I also tried to add "
" after a "" element, but it is ignored. Everything between "" and "" seems to be ignored.
Thanks a lot for the awesome project!
Steps to Reproduce
Setup simple Anglesharp example, config like the following:
IConfiguration config = Configuration
.Default
.WithCss(new CssParserOptions
{
IsToleratingInvalidSelectors = true,
IsIncludingUnknownDeclarations = true,
IsIncludingUnknownRules = true,
})
.WithRenderDevice(new DefaultRenderDevice
{
DeviceHeight = 768,
DeviceWidth = 1024,
});
Then parse the following HTML:
<html>
<head>
</head>
<body>
<h2>Test</h2>
<table>
<tbody>
<tr>
</tr>
<tr>
<td>Titel: </td>
<td>Herr</td>
</tr>
<tr>
<td>Vorname: </td>
<td>Horst</td>
</tr>
<tr>
<td>Nachname: </td>
<td>Hammer</td>
</tr>
</tbody>
</table>
</body>
</html>
Expected Behavior
The result when going with document.body.innerText from Chrome devtools console:
Test
Titel: Herr
Vorname: Horst
Nachname: Hammer
Actual Behavior
The result from anglesharp GetInnerText:
Test
Titel: Herr Vorname: Horst Nachname: Hammer
Possible Solution / Known Workarounds
No response
The outcome to preserve the table is definitely nice - I don't think we (at the moment) respect the display set to table.
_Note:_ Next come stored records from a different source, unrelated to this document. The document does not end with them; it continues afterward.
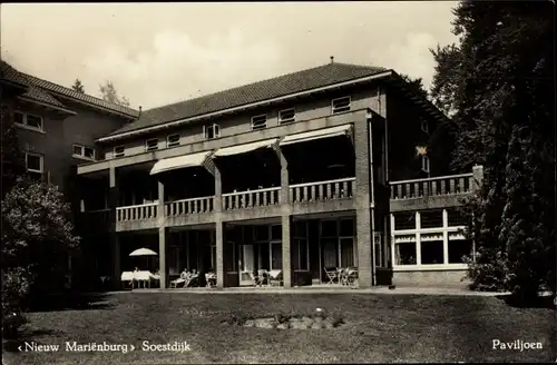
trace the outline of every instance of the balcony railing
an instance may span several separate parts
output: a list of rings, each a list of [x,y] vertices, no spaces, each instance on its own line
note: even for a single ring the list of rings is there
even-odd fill
[[[473,190],[473,175],[462,174],[427,179],[392,181],[391,199],[467,194]]]
[[[156,203],[116,208],[116,221],[144,220],[156,217]]]
[[[203,197],[182,199],[165,205],[165,214],[168,217],[184,216],[188,214],[204,214],[214,210],[215,197]]]
[[[296,184],[290,186],[290,201],[317,201],[352,198],[355,193],[355,178],[329,181]]]
[[[280,196],[280,187],[223,194],[223,210],[278,205]]]

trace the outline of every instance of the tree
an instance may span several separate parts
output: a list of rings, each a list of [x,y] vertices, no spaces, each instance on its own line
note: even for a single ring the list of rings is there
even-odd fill
[[[423,81],[420,78],[417,78],[417,79],[412,79],[410,76],[408,75],[400,75],[400,77],[408,82],[408,86],[410,87],[410,89],[412,91],[414,91],[416,93],[418,93],[420,97],[422,97],[423,99],[427,99],[428,98],[428,90],[426,90],[426,88],[423,87]]]
[[[49,293],[77,248],[69,205],[58,187],[18,178],[2,200],[2,303],[18,307],[29,294]]]
[[[116,103],[116,105],[119,105],[123,107],[129,107],[129,100],[126,97],[118,95],[113,81],[106,81],[104,85],[100,85],[99,90],[100,90],[100,95],[101,95],[102,100],[106,100],[108,102],[113,102],[113,103]]]
[[[77,92],[85,93],[85,88],[84,88],[84,85],[81,83],[80,79],[76,79],[76,81],[74,82],[71,88]]]
[[[470,276],[524,298],[555,292],[554,11],[463,1],[453,13],[460,43],[432,50],[431,96],[452,114],[452,166],[485,166],[463,207],[477,247]]]

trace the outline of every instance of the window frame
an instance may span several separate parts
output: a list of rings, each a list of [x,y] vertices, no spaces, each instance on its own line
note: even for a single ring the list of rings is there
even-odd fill
[[[429,135],[429,122],[426,119],[420,119],[420,129]]]
[[[28,167],[28,157],[29,156],[39,157],[40,170],[30,169]],[[28,172],[45,174],[45,155],[37,154],[37,152],[31,152],[31,151],[25,151],[25,158],[26,158],[26,170]]]
[[[21,115],[23,117],[23,122],[17,122],[14,119],[16,115]],[[29,122],[27,120],[27,117],[28,116],[31,116],[31,117],[36,117],[36,118],[39,118],[40,119],[40,127],[35,127],[35,126],[29,126]],[[41,132],[45,132],[45,118],[42,118],[41,116],[37,116],[37,115],[33,115],[33,114],[30,114],[30,112],[25,112],[25,111],[21,111],[21,110],[13,110],[12,112],[12,119],[13,119],[13,124],[16,126],[19,126],[19,127],[23,127],[26,129],[30,129],[30,130],[36,130],[36,131],[41,131]]]
[[[76,154],[76,151],[75,151],[76,147],[79,147],[79,149],[81,150],[80,154]],[[92,150],[92,157],[88,157],[88,156],[85,155],[85,150],[87,148],[90,148]],[[95,149],[95,147],[89,147],[89,146],[85,146],[85,145],[81,145],[81,144],[74,144],[72,145],[72,150],[71,150],[71,157],[81,158],[81,159],[86,159],[86,160],[90,160],[90,161],[95,161],[96,158],[97,158],[97,150]]]
[[[156,141],[156,146],[153,148],[149,148],[149,142]],[[158,149],[158,138],[149,138],[145,140],[145,151],[154,151]]]
[[[292,119],[283,119],[282,118],[282,114],[284,111],[292,111]],[[296,121],[296,109],[295,108],[286,108],[286,109],[282,109],[282,110],[278,110],[278,125],[285,125],[285,124],[289,124],[289,122],[294,122]]]
[[[427,174],[431,171],[431,161],[427,155],[421,155],[421,170]]]
[[[348,99],[348,101],[349,101],[348,109],[346,110],[336,110],[336,108],[334,107],[334,103],[335,103],[335,101],[338,102],[339,100],[342,100],[342,99]],[[335,99],[331,100],[331,115],[338,115],[338,114],[341,114],[341,112],[348,112],[350,110],[352,110],[352,97],[345,96],[345,97],[335,98]]]
[[[178,137],[178,140],[176,142],[170,142],[170,137]],[[174,135],[166,136],[166,148],[179,146],[180,145],[179,138],[180,138],[179,134],[174,134]]]
[[[118,148],[121,148],[121,154],[118,154],[118,152],[116,151]],[[124,146],[115,146],[115,147],[114,147],[114,149],[113,149],[113,156],[114,156],[115,158],[126,156],[126,147],[124,147]]]
[[[216,128],[216,130],[215,130],[215,128]],[[207,136],[207,131],[208,131],[209,129],[213,129],[213,137],[212,137],[212,138],[209,138],[209,137]],[[204,138],[205,140],[211,140],[211,139],[215,139],[215,138],[221,138],[221,126],[219,126],[219,125],[217,125],[216,122],[211,124],[211,125],[205,125],[205,126],[203,126],[203,138]]]
[[[262,125],[262,126],[254,126],[253,125],[253,120],[255,118],[261,118],[261,117],[265,117],[265,124]],[[261,130],[261,129],[267,128],[267,121],[268,121],[267,115],[266,114],[262,114],[262,115],[253,116],[252,119],[251,119],[250,126],[251,126],[252,130]]]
This could certainly be improved (but I am not sure if this is / should be classified as a bug - IIRC we pretty much follow the spec).
Oh ok, since other browsers deal differently with tables, I thought it was out of spec.
But of course, feel free to change this to improvement or feature request or something.